Recent price movement
Observed shelf-price changes over the last 30 days indicate where the category is repricing — promotional pressure, clearance, or a durable reset.
- 100mg Gummies @ Copper Mountain Cannabis: cut 15% ($20 → $17) on 2026-06-08.
- THC Seltzer 4pk @ Garden City Cannabis: cut 12% ($25 → $22) on 2026-06-07.
- Dark Chocolate Bar 100mg @ Big Sky Botanicals: cut 11% ($18 → $16) on 2026-06-06.
- Sour Watermelon Gummies 10pk @ Rimrock Remedies: cut 10% ($20 → $18) on 2026-06-05.
- 1:1 CBD:THC Capsules @ Bitterroot Buds: raised 8% ($24 → $26) on 2026-06-04.

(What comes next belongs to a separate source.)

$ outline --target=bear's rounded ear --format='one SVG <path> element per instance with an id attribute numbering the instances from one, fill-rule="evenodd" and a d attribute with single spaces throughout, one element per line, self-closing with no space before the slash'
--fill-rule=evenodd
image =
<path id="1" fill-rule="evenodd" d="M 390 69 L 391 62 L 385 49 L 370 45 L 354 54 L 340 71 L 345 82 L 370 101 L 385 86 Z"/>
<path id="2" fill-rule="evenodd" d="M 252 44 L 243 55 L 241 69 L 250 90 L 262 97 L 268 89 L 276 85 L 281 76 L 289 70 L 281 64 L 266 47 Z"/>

- High-Dose Gummies 500mg @ Glacier Greens: cut 14% ($35 → $30) on 2026-06-03.
Key metrics
Sub-segment economics
Brand landscape
Price & potency ladder
Geographic demand
Recent price movements
Methodology
- Market size, reach, and shelf share are computed across every tracked Montana dispensary menu in the current snapshot — not a sample.
- Shelf share is presence-based (product listings and carrying stores per brand), a proxy for visibility — not verified retail sell-through or wholesale volume.
- Concentration uses a Herfindahl–Hirschman Index over brand listing share; sub-segment and price-tier splits are share of distinct listings.
- Potency- and size-normalized prices use observed dose and pack size where present; items missing that data are excluded from the per-unit figure only.
- PDF output is generated from the stored report snapshot, so the report is reproducible and stamped with its data date.